When a turn exposes a defect or discovers a better way of working — whether a person hits the friction or an agent does — raise the change as its own small bet and run it through the same loop: a change to the doc, reviewed and merged through a decision point. Signals worth acting on:
- An agent needs the same clarification twice, or a
[NEEDS CLARIFICATION]marker keeps recurring. - A review comment teaches a rule that is not written down yet.
- An instruction contradicts how the work is actually done, or points at something that has moved.
- A turn goes wrong in a way a clearer instruction would have prevented.
- A turn finds a better way — a sharper prompt, a cleaner sequence, a rule worth making the default — worth keeping for the next one.
Because a standard is defined once and pointed to everywhere (Agentic Development), one change propagates to every repo and every agent that reads it — improve it in one place and the whole fleet's behavior evolves. This is the method turned on itself: the same living-documentation discipline that keeps a spec true keeps the instructions true and refines them as we learn, so the way we work gets better every time a turn teaches us something worth keeping.
Working a v1#
A first version is where the least is known, so it is where evolution matters most. Start deliberately small and let the design earn its complexity.
- Minimal viable spec. Write just enough intent and acceptance criteria to make the first bet falsifiable. Mark everything else as an open question rather than inventing an answer. The spec grows as reality teaches, not before.
- Walking skeleton. Build the thinnest end-to-end slice that exercises the whole path — real inputs to real outputs — before thickening any single part. It proves the shape of the system while every decision is still cheap to undo.
- Explore a set, then converge. For a decision that matters, try two or three approaches cheaply — parallel spikes — instead of committing to the first that occurs to you. Keep the survivor; delete the rest. Do not marry a design before it has beaten an alternative.
- Promote or kill. A spike is disposable by default. It earns promotion only by passing its fitness test; otherwise it is deleted and what it taught updates the spec. A spike that quietly becomes production is a bet that skipped selection.

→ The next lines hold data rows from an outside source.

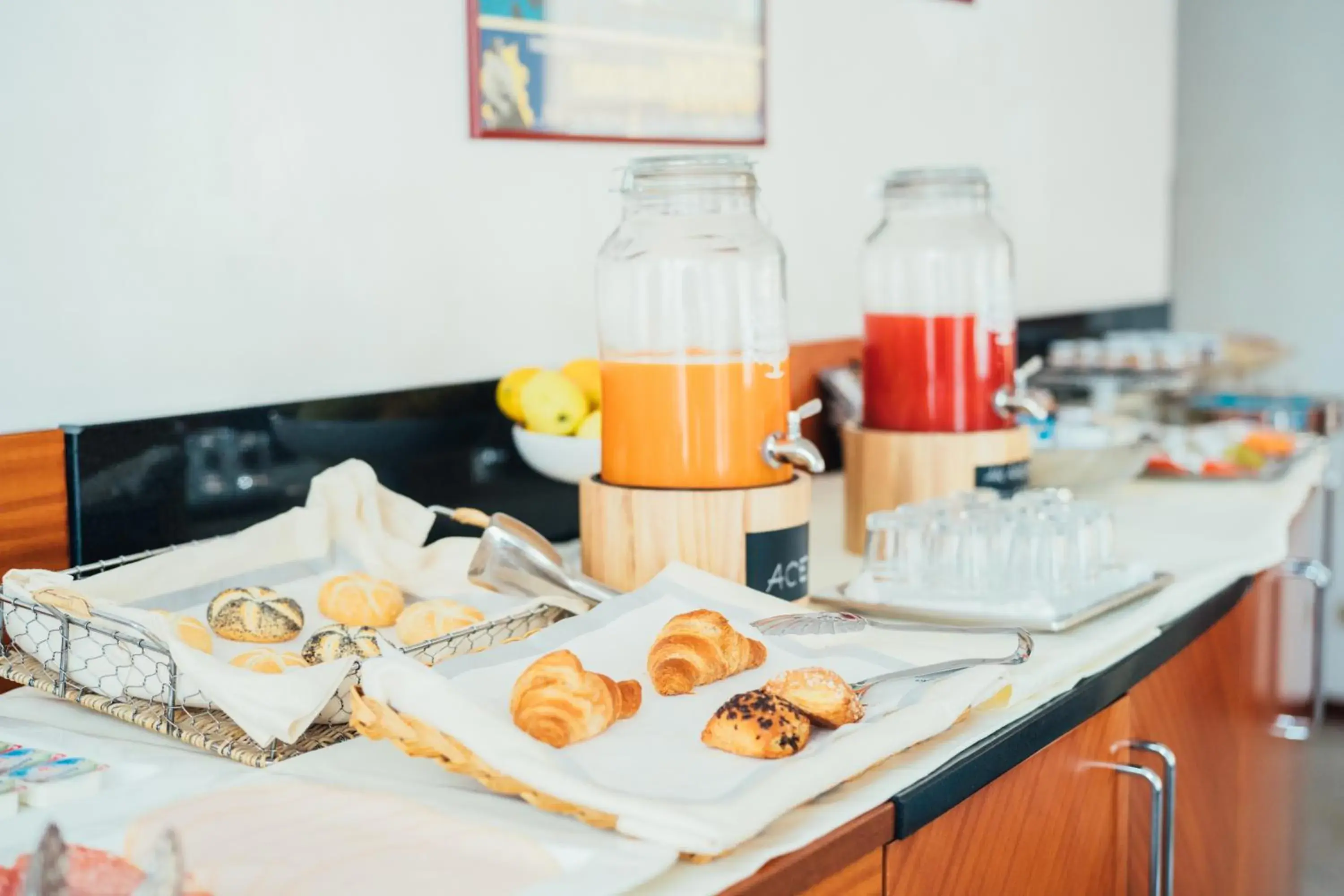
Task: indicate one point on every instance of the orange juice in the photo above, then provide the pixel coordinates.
(691, 425)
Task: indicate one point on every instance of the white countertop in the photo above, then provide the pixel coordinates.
(1209, 535)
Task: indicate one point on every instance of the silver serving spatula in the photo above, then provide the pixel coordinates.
(514, 558)
(839, 622)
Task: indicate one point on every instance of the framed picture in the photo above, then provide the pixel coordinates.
(631, 70)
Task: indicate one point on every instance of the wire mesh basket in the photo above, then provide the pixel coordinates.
(58, 644)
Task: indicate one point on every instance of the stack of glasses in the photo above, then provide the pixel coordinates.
(975, 547)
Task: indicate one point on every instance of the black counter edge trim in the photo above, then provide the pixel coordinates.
(1012, 745)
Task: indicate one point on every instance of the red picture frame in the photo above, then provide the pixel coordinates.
(482, 129)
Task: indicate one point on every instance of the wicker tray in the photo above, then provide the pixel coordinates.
(124, 652)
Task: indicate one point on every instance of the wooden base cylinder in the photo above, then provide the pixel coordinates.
(754, 536)
(883, 470)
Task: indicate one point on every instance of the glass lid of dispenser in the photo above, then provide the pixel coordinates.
(940, 328)
(693, 328)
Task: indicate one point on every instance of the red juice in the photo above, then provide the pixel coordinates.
(935, 374)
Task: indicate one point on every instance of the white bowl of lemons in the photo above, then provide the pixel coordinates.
(557, 418)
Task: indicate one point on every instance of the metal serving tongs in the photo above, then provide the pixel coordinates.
(840, 622)
(514, 558)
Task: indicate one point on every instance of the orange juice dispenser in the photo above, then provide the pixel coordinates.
(701, 450)
(940, 390)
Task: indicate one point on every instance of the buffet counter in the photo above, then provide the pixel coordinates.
(1214, 668)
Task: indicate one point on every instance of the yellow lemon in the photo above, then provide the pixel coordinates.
(507, 393)
(586, 374)
(592, 426)
(553, 405)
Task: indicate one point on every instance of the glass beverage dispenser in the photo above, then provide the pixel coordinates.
(940, 330)
(694, 334)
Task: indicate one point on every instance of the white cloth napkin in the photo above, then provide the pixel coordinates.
(652, 771)
(349, 511)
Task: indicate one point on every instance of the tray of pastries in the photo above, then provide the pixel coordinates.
(663, 714)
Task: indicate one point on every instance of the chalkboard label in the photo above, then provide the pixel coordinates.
(777, 562)
(1004, 478)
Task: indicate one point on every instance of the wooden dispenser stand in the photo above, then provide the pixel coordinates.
(753, 536)
(883, 470)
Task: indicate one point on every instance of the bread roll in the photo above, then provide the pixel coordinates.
(359, 599)
(824, 696)
(254, 614)
(560, 703)
(268, 660)
(336, 641)
(698, 648)
(426, 620)
(760, 726)
(191, 630)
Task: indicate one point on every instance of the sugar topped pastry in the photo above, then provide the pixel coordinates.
(268, 660)
(760, 726)
(824, 696)
(359, 599)
(428, 620)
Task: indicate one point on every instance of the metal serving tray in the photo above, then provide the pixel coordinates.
(971, 617)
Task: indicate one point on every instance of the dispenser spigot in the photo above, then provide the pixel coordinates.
(1008, 404)
(789, 447)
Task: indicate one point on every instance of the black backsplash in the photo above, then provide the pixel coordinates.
(1035, 335)
(148, 484)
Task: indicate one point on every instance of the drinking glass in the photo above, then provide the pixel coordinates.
(894, 548)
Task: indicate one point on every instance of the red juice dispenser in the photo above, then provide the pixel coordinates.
(940, 396)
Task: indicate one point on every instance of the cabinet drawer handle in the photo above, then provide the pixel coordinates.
(1168, 758)
(1320, 577)
(1155, 820)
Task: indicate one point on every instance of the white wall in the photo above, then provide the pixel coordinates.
(1260, 199)
(209, 206)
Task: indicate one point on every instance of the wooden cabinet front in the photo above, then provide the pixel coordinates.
(1195, 704)
(1055, 824)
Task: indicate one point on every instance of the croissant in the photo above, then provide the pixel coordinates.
(698, 648)
(560, 703)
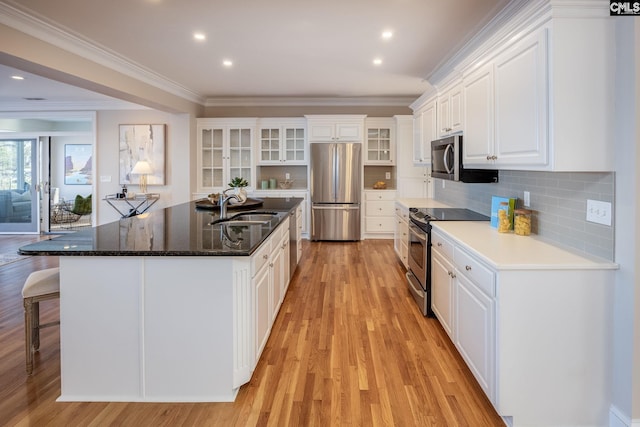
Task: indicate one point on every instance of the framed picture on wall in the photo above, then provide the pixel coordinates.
(142, 144)
(77, 164)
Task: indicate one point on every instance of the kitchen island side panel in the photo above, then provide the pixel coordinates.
(553, 346)
(157, 329)
(100, 329)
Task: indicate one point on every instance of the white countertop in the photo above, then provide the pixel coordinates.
(421, 203)
(508, 251)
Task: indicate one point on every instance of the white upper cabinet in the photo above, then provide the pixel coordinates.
(538, 93)
(380, 144)
(224, 152)
(339, 128)
(450, 110)
(505, 108)
(282, 141)
(425, 130)
(477, 145)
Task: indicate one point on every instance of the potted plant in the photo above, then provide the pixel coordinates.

- Evolve the spec first. When feedback contradicts the spec, the spec changes before the code — it is the source of truth, written in the present tense as the intended state.
Bind to the practice, not the tool#
The toolchain is an adapter and it churns — runners get abandoned and replaced. Executable specifications outlive the tool that runs them: a feature written as Given / When / Then survives a change of runner untouched. Depend on the durable practice, not the tool — intent stated first, examples as Given / When / Then, living documentation checked in CI, and this loop. Tools slot in as thin adapters and can be swapped without rewriting the method (extensible by default).
When a design survives#
A bet is settled — it stops being an experiment and becomes the baseline — when:
- its acceptance criteria pass and keep passing as guard-rails,
- the domain signal moved the way the spec predicted,
- no clarification markers remain, and
- it is boring to operate — observable, and quiet under normal load.
At that point the change meets the Definition of Done and the slice is retained. Further change to a settled design starts a new bet, and the loop begins again. Nothing is permanent: environments shift, and a design that no longer fits its environment is selected out — deprecated and deleted (engineering practices).